Study of Tonal Fan Noise Reduction by Modification of the Volute Cutoff

Blade-passing frequency (BPF) tonal noise is usually the main contributor to centrifugal fan noise as opposed to broad-band noise; therefore, abating its strength can reduce fan noise significantly. The predominant BPF noise source is the surface acoustic dipole over the cutoff due to the flow interactions between the impeller and the volute. In this study, a modified cutoff with an inclined edge and enlarged cutoff clearance was successfully employed to reduce the BPF noise; the measured noise spectra at three different flow rates of the inclined-cutoff fan and the original fan were compared, and noticeable noise reduction was found. The cause of this tonal noise reduction was numerically studied, using computational fluid dynamics (CFD) technology and acoustic analogy theory to calculate the flow fields inside the fan and sound radiation respectively. Results showed that the cutoff, including the geometric configuration and it's clearance with the impeller, was crucial to impeller-volute flow interactions.
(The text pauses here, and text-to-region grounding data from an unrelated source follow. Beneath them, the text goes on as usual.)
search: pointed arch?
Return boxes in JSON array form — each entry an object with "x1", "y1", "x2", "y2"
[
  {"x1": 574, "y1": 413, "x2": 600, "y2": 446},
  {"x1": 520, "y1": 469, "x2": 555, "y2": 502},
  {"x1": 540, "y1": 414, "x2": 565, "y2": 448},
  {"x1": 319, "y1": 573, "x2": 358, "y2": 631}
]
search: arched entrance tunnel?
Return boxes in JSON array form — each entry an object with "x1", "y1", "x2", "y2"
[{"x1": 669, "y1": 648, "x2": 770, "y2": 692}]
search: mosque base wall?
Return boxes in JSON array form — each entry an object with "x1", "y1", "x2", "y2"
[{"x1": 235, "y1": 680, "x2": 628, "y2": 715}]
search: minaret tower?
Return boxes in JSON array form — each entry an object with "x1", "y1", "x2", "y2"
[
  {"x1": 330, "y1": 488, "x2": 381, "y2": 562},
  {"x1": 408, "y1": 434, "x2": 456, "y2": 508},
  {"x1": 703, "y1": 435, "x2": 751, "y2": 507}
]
As a consequence, this inclined cutoff with enlarged cutoff clearance could eliminate the BPF pressure fluctuation, i.e. BPF dipole source, at the design point effectively; although the BPF pressure fluctuation was still notable at large flow rates, the radiated sound power decreased drastically attributed to the phase cancellation of the dipole sources. This study shows that CFD combined with acoustic analogy can provide a reliable access to noise prediction, thus it will be employed in aeroacoustic optimization of centrifugal fans.